A group’s failure to specify clearly how its ownership interests should be valued creates other dangers as well. The factors that apply to the valuation of practice intangibles have begun to change in recent years, as traditional concepts of patient and physician loyalty are eroded by such new factors as favorable managed care contracts, exclusive relationships and alliance leveraging. A buyout formula that includes practice intangibles will often result in a valuation far different than would have occurred a few years ago. Physicians who make retirement and/or buyout decisions on the basis of historic goodwill ranges may be in for a rude surprise.

The second context in which these issues arise is with the allocation of a merger or acquisition payment among a practice’s active physicians. Monies paid for many practice acquisitions and mergers these days are staggeringly large. Medical groups that, in a gentler age, would civilly allocate purchase monies among themselves find their congeniality strained when large amounts are at stake. Unfortunately, many medical groups’ co-ownership documents do not suggest how these proceeds should be distributed.

One assumption is that money will be split according to ownership percentages. Senior physicians and “rainmaker” physicians who bring significant amounts of business through their reputation, marketing ability and other attributes may complain that the practice’s enhanced value has been due disproportionately to their efforts. They might further point to a severance pay entitlement in their employment agreements, which bases their practice distribution on seniority or on individual earnings. Severance payments reflect individual contributions, they argue; why shouldn’t practice sale money be allocated similarly?

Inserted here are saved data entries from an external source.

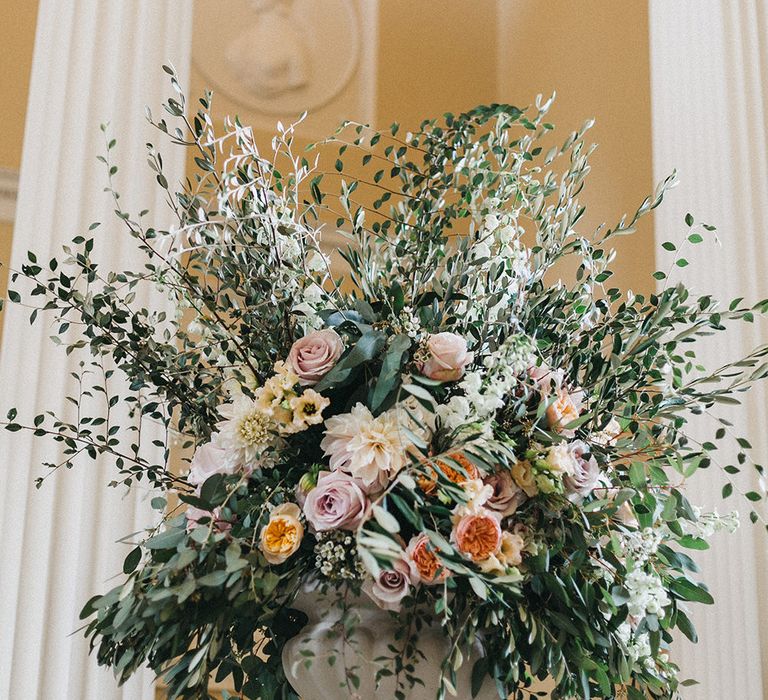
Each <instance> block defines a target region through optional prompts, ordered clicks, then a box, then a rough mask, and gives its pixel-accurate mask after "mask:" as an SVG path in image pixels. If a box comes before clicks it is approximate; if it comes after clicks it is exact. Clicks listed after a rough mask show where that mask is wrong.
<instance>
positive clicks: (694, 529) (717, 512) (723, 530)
mask: <svg viewBox="0 0 768 700" xmlns="http://www.w3.org/2000/svg"><path fill="white" fill-rule="evenodd" d="M693 512H694V513H695V514H696V518H697V520H696V522H691V521H690V520H683V521H682V523H681V524H682V527H683V532H685V534H686V535H692V536H693V537H701V538H702V539H705V540H706V539H709V538H710V537H712V536H713V535H715V534H717V533H718V532H728V533H731V534H732V533H734V532H736V530H738V529H739V525H740V522H739V513H738V511H735V510H732V511H731V512H730V513H728V514H727V515H720V514H719V513H718V512H717V511H716V510H713V511H710V512H708V513H702V511H701V509H700V508H698V507H696V506H694V508H693Z"/></svg>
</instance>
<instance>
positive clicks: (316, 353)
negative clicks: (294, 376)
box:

Generally, proceeds from a sale will be distributed according to ownership percentages, unless otherwise agreed by the co-owners. You can’t simply reallocate this entitlement without further justification, or the IRS may reclassify portions of the allocation as excess income and/or gifts. But you can build a severance pay entitlement into the buyout provisions, so that sales for more than a certain value result in disproportionate payments to certain physicians. Or certain physicians may be given the chance prior to a sale to purchase additional shares of stock from the corporation. Or they may receive a bonus (taxed as wages, not capital gains) to reflect their prior intangible contributions to the group.

Another idea would be for the shareholders’ agreement to provide for revaluation of junior owners’ buy-in costs if the practice is sold (wholly or partially) within some subsequent time frame.

There are no “right” or “wrong” answers to these questions. How a medical group decides these issues should reflect its philosophy, market position and group dynamic. But failure to address them in advance will lead to substantial problems.